Ces opportunités sont assorties de conditions. Les artistes ont raison de s’inquiéter du droit d’auteur, qui doit être protégé afin que l’IA ne devienne pas une forme légalisée de piratage. Les technologies du passé n’étaient pas différentes : l’imprimerie a donné naissance aux premières lois sur le droit d’auteur au XVIIIe siècle ; Le paiement des redevances a été réajusté dans les années 1960 pour compenser les acteurs du grand écran dont le travail était diffusé à la télévision ; La lutte musicale déclenchée par des sociétés comme Napster au début du siècle a finalement cédé la place à des accords entre diffuseurs et maisons de disques. Les créateurs de contenu ont des questions légitimes sur les autorisations et les paiements (nous déclarons notre intérêt ici). Tant que ces questions n’auront pas reçu de réponse, l’IA sera un Far West juridique.
La plus grande question est de savoir comment l’ère omnistar s’adaptera au public. Le risque, c'est l'ennui. L'IA est brillante pour remixer et régurgiter du vieux matériel, mais moins douée pour générer du matériel rapide et effrayant qui est, pour l'instant, une spécialité humaine. Cependant, les résultats de l’IA peuvent être attrayants pour les studios de cinéma, les maisons de disques et autres intermédiaires créatifs, qui préfèrent minimiser les risques en s’en tenant à des idées éprouvées. Hollywood préfère déjà les franchises aux nouvelles œuvres : en témoigne l'avalanche de suites et de reboots au box-office. L'IA permettra aux studios d'appliquer le même principe aux acteurs. Un Luke Skywalker vieillissant joue dans le dernier spin-off de Disney Star Wars . Aujourd’hui, le public est captivé par de telles tromperies. Ils pourraient se fatiguer bien avant Fast and Furious 94.

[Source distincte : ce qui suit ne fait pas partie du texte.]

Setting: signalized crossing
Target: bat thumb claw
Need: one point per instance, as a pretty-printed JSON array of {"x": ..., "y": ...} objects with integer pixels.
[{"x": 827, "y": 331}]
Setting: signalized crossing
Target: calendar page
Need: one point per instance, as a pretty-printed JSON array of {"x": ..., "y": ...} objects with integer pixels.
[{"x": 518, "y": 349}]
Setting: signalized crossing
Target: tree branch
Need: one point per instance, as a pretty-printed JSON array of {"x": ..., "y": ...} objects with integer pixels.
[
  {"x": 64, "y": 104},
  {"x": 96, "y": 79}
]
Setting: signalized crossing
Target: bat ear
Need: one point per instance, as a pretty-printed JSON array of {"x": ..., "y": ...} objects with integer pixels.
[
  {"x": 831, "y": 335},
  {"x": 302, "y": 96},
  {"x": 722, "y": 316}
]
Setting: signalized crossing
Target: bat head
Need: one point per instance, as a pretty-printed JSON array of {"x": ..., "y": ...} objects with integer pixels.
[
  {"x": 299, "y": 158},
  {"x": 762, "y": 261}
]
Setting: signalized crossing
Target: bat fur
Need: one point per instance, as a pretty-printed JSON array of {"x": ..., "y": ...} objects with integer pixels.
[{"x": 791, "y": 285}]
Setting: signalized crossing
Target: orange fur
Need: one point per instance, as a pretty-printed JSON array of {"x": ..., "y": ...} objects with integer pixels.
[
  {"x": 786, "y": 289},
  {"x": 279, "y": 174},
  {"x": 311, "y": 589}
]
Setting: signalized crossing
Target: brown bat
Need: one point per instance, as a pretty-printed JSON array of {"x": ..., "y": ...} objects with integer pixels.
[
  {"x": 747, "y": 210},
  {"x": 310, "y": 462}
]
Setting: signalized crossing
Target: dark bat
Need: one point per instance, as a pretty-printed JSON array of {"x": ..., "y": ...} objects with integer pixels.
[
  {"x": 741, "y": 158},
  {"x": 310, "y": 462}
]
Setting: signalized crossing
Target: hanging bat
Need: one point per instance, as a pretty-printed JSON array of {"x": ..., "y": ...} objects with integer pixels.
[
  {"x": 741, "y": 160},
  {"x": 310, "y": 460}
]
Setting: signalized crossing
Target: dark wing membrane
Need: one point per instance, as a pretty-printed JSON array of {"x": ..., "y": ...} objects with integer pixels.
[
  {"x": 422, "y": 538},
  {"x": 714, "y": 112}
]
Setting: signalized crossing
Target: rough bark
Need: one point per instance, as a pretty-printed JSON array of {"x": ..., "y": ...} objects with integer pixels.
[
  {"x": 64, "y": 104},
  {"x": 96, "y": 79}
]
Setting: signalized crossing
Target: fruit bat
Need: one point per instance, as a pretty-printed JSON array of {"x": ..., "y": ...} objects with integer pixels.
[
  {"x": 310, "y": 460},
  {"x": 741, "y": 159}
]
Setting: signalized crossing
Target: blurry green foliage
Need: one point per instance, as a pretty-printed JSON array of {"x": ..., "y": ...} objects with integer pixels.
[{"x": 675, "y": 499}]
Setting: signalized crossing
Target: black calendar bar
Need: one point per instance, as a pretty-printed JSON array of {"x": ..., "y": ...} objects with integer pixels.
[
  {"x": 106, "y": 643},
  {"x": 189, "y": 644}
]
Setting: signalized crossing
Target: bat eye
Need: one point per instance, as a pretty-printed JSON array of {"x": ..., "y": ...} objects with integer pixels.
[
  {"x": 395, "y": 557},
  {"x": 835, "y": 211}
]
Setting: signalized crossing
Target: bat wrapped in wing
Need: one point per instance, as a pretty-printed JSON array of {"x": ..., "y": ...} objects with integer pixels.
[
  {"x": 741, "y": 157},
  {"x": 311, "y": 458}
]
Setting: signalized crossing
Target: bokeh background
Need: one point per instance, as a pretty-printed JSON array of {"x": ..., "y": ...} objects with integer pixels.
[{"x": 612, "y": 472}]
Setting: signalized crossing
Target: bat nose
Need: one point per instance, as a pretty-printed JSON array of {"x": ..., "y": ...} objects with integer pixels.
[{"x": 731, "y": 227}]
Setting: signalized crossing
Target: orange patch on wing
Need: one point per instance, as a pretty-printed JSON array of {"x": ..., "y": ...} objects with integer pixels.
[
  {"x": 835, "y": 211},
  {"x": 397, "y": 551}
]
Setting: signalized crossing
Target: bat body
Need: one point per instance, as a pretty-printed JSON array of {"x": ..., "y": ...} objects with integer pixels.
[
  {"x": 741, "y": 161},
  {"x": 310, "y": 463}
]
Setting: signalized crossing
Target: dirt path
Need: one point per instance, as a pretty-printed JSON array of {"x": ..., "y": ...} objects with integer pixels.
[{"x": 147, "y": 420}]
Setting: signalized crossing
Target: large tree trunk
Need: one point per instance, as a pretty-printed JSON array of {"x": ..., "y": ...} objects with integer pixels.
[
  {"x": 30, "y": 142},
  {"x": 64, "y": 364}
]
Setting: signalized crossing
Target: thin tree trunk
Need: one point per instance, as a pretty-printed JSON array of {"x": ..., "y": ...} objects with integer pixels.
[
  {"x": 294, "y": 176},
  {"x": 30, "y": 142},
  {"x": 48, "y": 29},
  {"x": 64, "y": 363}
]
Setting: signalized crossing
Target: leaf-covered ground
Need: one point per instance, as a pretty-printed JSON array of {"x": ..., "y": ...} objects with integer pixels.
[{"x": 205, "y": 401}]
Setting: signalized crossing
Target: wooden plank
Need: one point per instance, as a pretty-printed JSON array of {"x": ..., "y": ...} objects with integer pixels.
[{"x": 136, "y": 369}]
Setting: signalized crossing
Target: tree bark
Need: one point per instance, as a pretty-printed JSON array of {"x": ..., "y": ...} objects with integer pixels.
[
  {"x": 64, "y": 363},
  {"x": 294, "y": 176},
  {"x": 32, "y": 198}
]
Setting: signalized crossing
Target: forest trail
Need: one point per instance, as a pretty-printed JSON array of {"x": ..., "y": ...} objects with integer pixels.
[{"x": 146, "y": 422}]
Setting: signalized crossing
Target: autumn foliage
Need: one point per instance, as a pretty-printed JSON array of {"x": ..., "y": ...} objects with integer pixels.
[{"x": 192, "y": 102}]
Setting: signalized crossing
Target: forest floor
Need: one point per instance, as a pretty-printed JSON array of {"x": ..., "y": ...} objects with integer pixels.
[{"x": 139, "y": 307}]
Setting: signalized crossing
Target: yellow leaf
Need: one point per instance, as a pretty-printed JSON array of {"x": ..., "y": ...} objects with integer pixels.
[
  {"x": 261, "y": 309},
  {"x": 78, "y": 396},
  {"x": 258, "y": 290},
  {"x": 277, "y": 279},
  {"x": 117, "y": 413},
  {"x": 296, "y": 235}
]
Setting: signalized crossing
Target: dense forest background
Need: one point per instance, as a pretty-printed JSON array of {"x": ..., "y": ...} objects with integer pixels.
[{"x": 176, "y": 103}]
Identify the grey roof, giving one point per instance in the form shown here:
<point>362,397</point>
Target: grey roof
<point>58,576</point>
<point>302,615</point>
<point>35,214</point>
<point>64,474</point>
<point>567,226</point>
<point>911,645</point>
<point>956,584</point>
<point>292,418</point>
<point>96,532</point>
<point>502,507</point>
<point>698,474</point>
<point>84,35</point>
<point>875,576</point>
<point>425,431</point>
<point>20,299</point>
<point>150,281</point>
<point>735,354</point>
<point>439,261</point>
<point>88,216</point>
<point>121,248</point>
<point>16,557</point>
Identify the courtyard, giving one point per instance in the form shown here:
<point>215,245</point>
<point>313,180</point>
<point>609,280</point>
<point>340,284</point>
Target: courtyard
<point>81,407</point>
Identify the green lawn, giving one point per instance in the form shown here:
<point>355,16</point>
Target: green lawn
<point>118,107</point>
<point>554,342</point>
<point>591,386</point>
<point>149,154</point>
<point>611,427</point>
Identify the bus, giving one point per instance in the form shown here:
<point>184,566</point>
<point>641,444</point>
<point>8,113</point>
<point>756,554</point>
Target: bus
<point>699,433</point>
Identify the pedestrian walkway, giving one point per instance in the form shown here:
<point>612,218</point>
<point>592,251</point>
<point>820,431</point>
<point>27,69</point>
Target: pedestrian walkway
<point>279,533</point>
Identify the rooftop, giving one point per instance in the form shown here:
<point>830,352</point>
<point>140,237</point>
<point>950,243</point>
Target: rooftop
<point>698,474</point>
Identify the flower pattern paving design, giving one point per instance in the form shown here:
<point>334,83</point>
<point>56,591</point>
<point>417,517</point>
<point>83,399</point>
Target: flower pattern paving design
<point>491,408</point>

Cependant, le marché du divertissement s’auto-corrige fortement. Le public a le pouvoir de transformer une propriété en vogue en quelque chose qui l’était déjà en un instant, comme les stars ne le savent que trop bien. Et même si le divertissement basé sur l’IA se développe, les consommateurs semblent toujours apprécier les drames humains. Le sport, peut-être le spectacle en chair et en os le plus résistant à l’IA, a vu sa valeur pour les sociétés de médias monter en flèche ces dernières années (pendant ce temps, personne ne regarde les échecs sur ordinateur, même si ses meilleurs joueurs pourraient battre n’importe quel humain). De plus, l’IA allongera encore la longue traîne du divertissement, avec des niches plus profondes et un contenu plus personnalisé . À l’ère de l’IA, le public sera confronté au bombardement intense d’une poignée d’omnistars, de Taylor Swift à Dark Vador. Mais il vous sera plus facile que jamais de changer de chaîne.